I hope in my initial comment I don’t sound preachy at all, I guess minimalism has become so many things and it’s hard to fully pinpoint! I feel bad for those who share what they consider (and rightfully is) a minimalist space and they get attacked because everyone has a certain idealized vision of what minimalism should look like :< The aesthetic and lifestyle tend to look the same in the eyes of some.
Migdia Chinea says
Minimalism is empty of personality — like a book with only one word in it.

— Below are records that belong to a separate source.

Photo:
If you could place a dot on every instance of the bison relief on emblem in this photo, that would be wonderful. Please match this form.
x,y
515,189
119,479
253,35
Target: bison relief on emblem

Very well said! Thanks for reading!
Awesome. Very happy to read this blog.
Maxine Hunt says
Everything cycles including the idea of minimalism. This has gone around before and will again, I’m sure. In most part it becomes a resentment of perceived extravagance and waste. Waste? In a capitalistic society this is what orders the economy. If people use less (because it is fashionable to do so) they become the pawns of leadership that want more for themselves. Well, we are each responsible for the way we live our own lives, what we achieve, and how hard we work to accomplish our potential. There is nothing wrong with success and affluence. That is why most of you go to college, my friends, to live in those suburbs and have beautiful homes and send your kids to schools to be taught by ‘others’, blissfully unaware of what they are actually being taught there. I am saddened that the youth of the world are losing their desire to think independently and are enslaved by the ideas presented to them by those whose agenda is much more insidious than capitalists. Its time to embrace the past and fear the future. So far the past has worked well for those who lived it, no matter what you’re being told on social media. I am in awe of this author.